Why leaks love systemd (and why you won’t see them coming)
Classic monitors look for sudden jumps. Leaks move like snails. They add a few kilobytes every minute. By the time your graphs look scary, the damage is already done.
What you’ll notice first:
- Page loads get chunky at 3 p.m. every day
- Systemd restarts the service “randomly”
- Your cloud bill creeps up because you keep upsizing the box
A startup I helped last year lost fifty grand before they spotted the loop that never freed a struct. One line patch. Two days of profiling. Painful lesson.
Step-by-step: Catch the leak before it bites
1. Watch with systemd-cgtop (takes 30 seconds)
systemd-cgtop -m
Look for any service whose memory column climbs and never drops. That’s your suspect.
2. Grab a quick perf trace (2 minutes)
sudo perf record -e brk,mmap -g -p $(systemctl show -p MainPID myapp.service | cut -d= -f2)
Let it run while you brew another coffee. Then:
perf report --sort comm,dso,symbol
Scroll to the top. If you see malloc or strdup with no matching free, you’ve found the smoking gun.

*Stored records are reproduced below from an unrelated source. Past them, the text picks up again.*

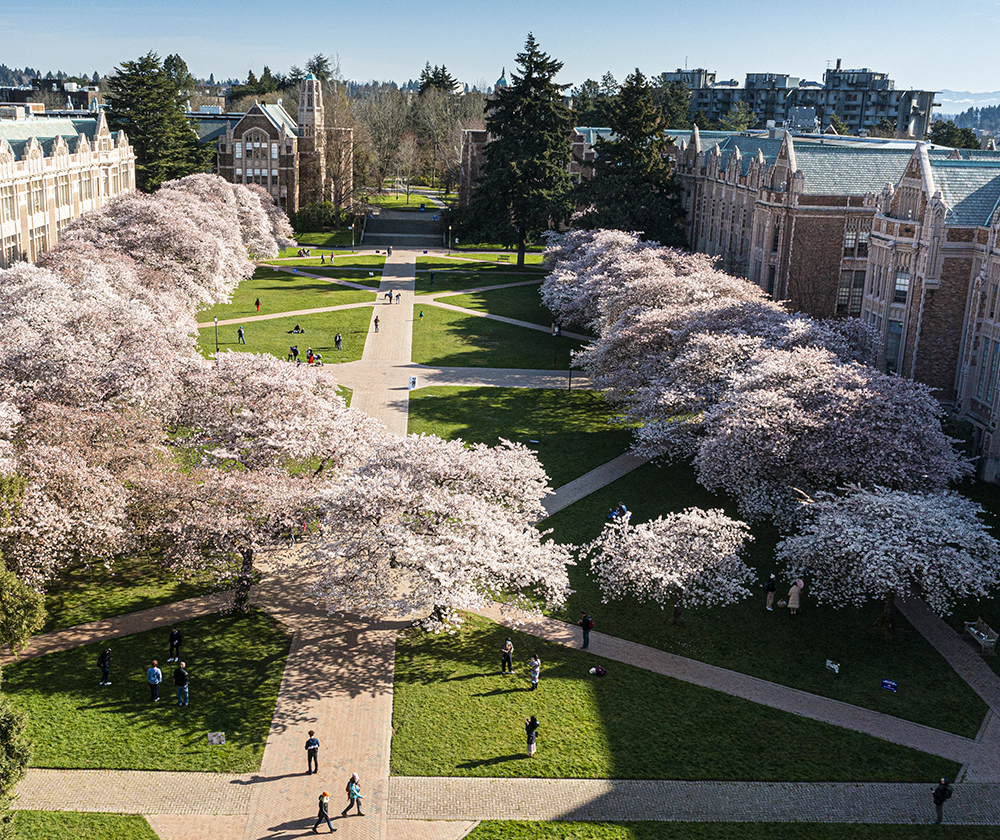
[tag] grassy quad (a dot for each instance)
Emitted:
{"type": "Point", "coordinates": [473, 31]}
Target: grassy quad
{"type": "Point", "coordinates": [275, 335]}
{"type": "Point", "coordinates": [455, 715]}
{"type": "Point", "coordinates": [45, 825]}
{"type": "Point", "coordinates": [574, 429]}
{"type": "Point", "coordinates": [235, 664]}
{"type": "Point", "coordinates": [776, 646]}
{"type": "Point", "coordinates": [451, 339]}
{"type": "Point", "coordinates": [280, 291]}
{"type": "Point", "coordinates": [500, 830]}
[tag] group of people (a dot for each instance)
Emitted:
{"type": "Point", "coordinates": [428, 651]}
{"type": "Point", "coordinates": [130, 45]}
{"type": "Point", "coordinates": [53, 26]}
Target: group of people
{"type": "Point", "coordinates": [353, 789]}
{"type": "Point", "coordinates": [154, 675]}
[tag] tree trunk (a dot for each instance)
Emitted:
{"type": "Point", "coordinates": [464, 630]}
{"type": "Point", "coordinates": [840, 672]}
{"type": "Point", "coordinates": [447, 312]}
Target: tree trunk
{"type": "Point", "coordinates": [885, 618]}
{"type": "Point", "coordinates": [241, 601]}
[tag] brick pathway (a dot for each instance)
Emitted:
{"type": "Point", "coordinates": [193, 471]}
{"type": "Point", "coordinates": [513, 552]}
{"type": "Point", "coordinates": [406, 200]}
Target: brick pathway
{"type": "Point", "coordinates": [432, 798]}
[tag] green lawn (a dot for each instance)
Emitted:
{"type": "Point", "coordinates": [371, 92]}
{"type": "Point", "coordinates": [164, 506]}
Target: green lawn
{"type": "Point", "coordinates": [80, 594]}
{"type": "Point", "coordinates": [497, 830]}
{"type": "Point", "coordinates": [573, 429]}
{"type": "Point", "coordinates": [451, 339]}
{"type": "Point", "coordinates": [523, 303]}
{"type": "Point", "coordinates": [631, 724]}
{"type": "Point", "coordinates": [46, 825]}
{"type": "Point", "coordinates": [235, 664]}
{"type": "Point", "coordinates": [369, 277]}
{"type": "Point", "coordinates": [776, 646]}
{"type": "Point", "coordinates": [275, 336]}
{"type": "Point", "coordinates": [280, 291]}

3. Zoom in with heaptrack (5–10 minutes)
Temporarily edit the unit file:
[Service] ExecStart=/usr/bin/heaptrack /usr/local/bin/myapp
Reload and restart:
sudo systemctl daemon-reload && sudo systemctl restart myapp.service
Reproduce the leak, stop the service, then open the trace:
heaptrack_gui heaptrack.myapp.*.gz
The flame graph shows exactly which line keeps allocating but never frees. I once found a JSON parser holding 2 GB of tiny strings—one forgotten json_decref call.
Fix, ship, and prove it’s gone
- Patch the code—every malloc gets a free, every new gets a delete
- Run the same heaptrack steps again
- Compare the new graph: flat line = victory
Hiccups you’ll hit and how to dodge them
- Missing symbols? Install debug packages:
sudo apt install myapp-dbgsym - Can’t attach? Add
--cap-add=SYS_PTRACEin containers or dropProtectKernelTunables=yesin the unit - Logs exploding? Limit trace time to the exact scenario that leaks
Make it part of your routine
Every Friday at 4 p.m. I run a 15-minute “memory check” script in CI. It spins up the service under heaptrack, hits the API with synthetic traffic, and fails the build if the heap grows more than 5 %. Caught three fresh leaks last month—before they ever reached prod.
Start small. Pick one service, profile it for a day, and see what surprises you. Once you’ve done it once, catching leaks feels like brushing your teeth—quick, boring, and absolutely worth it.
FAQ
How do I know if my systemd service has a memory leak?
Use systemd-cgtop -m to watch memory climb, then confirm with heaptrack or perf. If the heap keeps growing under steady load, you’ve got a leak.